I was late to tennis today as the builder came and a friend rang but I went anyway as we were going out to lunch for one of the lady's 70th birthday. The charge sister rang to see if I wanted to work this afternoon or tomorrow yuck no.
When I was driving to the restaurant I was imaging what a tsunami would do to our town as we are next to the sea. Wolfgang, our only male tennis playing said he was thinking that too. It makes me cry looking at the pictures from Japan.
Saturday, 12 March 2011
A Plan
I think maybe you need a strategy in life for difficult and stressful things. They have rostered me on 2 of the 10hr nights and on a golf day so I'm planning 3 sickies, I have just got some sickies back and then they will be gone again but I am not missing golf for work and I am not doing 10hr nights. we need the money but lately I think I dont care if we have to live on nothing dont want to go to that place anymore. Will see what happens just crawl along and try to reduce spending. I have reaching my nominated retirement age yippee. Now just have to retire.
Thursday, 10 March 2011
Long time
I couldn't get into my blog dont know why not very tech and I thought oh well just let it go talking to thin air makes no difference. Writing posts but not publishing but anyway I thought I'd just publish them, now I got into it again, you read and think oh I sound petty and sulky and stupid etc and all that but what else would anyone be, you dont run into perfection in humans that much, at all? I never have anyway and I've been watching for a guru all my life thro they have obviously not been watching for me.
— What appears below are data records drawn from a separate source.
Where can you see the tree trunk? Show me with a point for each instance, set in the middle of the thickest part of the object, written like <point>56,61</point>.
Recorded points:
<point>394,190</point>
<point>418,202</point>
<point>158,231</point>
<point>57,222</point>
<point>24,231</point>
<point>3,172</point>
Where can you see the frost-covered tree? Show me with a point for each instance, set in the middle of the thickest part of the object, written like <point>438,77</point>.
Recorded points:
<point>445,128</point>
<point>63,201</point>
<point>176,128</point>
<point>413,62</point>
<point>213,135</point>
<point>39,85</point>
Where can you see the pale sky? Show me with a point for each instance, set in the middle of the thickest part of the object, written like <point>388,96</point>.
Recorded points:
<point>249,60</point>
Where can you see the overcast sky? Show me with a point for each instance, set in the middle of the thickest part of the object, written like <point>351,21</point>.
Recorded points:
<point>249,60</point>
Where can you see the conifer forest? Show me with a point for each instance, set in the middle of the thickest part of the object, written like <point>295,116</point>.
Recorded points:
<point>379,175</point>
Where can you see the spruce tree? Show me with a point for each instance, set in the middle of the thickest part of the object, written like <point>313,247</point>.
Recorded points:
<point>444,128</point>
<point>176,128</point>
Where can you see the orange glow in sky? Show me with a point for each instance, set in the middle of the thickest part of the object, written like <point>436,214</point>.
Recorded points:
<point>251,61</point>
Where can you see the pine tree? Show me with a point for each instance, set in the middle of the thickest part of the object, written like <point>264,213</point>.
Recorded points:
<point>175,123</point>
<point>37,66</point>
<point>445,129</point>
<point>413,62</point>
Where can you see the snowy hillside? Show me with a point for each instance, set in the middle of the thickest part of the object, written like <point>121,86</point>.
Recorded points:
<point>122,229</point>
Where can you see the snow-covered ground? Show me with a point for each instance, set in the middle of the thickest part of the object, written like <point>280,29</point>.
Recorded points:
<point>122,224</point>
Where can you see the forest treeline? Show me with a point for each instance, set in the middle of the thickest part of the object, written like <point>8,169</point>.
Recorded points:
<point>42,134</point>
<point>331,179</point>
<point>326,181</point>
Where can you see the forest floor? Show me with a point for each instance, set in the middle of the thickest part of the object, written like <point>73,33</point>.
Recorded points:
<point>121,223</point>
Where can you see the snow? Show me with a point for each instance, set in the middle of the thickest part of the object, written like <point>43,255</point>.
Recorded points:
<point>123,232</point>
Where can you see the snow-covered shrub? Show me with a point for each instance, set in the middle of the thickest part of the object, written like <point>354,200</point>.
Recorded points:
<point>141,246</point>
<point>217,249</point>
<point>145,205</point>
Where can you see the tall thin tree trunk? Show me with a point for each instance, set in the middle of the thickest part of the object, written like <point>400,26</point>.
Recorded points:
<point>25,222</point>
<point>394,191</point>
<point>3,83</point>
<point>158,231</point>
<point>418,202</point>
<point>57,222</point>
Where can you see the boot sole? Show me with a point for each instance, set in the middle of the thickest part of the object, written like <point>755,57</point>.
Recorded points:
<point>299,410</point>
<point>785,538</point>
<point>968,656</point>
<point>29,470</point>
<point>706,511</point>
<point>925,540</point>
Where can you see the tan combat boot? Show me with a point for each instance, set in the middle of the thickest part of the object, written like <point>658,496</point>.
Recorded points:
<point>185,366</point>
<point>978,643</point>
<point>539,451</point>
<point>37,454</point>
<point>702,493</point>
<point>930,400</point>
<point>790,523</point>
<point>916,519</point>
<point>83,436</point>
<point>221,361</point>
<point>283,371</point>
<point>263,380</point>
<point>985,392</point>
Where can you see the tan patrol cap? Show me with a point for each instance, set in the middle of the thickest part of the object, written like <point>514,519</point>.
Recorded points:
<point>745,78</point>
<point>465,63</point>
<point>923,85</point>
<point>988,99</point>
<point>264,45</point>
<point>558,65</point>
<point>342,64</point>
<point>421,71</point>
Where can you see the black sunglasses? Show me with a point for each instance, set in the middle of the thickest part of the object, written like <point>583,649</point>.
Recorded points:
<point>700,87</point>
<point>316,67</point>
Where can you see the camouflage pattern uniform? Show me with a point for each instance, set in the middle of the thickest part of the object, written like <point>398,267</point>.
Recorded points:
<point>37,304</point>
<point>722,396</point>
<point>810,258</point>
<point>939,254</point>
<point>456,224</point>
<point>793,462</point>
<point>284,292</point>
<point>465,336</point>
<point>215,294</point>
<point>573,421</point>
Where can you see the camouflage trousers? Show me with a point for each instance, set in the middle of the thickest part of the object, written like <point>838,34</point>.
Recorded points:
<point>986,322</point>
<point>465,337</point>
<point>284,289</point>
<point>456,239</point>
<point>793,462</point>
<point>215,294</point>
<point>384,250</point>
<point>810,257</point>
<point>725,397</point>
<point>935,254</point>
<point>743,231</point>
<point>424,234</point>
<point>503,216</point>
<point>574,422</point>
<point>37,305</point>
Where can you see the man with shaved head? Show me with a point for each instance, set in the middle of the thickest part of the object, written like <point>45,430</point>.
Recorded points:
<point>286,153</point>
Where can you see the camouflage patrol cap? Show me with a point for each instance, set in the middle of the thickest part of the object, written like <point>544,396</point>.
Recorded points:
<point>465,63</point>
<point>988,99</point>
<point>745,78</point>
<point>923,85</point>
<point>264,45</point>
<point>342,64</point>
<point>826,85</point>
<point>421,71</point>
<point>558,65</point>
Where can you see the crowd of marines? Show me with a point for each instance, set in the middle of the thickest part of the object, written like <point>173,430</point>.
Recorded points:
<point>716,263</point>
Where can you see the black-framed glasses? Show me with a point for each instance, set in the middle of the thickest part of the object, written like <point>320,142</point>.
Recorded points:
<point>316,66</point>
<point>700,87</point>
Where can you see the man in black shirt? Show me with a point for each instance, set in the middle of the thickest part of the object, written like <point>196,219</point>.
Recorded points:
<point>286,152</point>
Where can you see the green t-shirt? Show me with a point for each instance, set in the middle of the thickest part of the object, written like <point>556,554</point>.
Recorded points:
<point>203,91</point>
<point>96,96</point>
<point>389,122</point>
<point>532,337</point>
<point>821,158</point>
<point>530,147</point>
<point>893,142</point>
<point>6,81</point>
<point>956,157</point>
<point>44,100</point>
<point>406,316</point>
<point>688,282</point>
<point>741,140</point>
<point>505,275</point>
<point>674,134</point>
Two days of golf and humidity and not quite raining, I should have gone for a surf this afternoon but I cleaned my golf shoes and the clubs which feels nice. I am going out to dinner and to see The Girl with the Dragon Tattoo, part 3 with middle daughter. She is a painful show-off at the moment but we cant figure out how to tell her to stop it so we are just ignoring it. coward parents. oh well.
My friend rang she said I suppose they are all rich at golf, not all (me for one) anyway there are other things than money youth and beauty she hung up then, not dealing well with aging my hippie generation.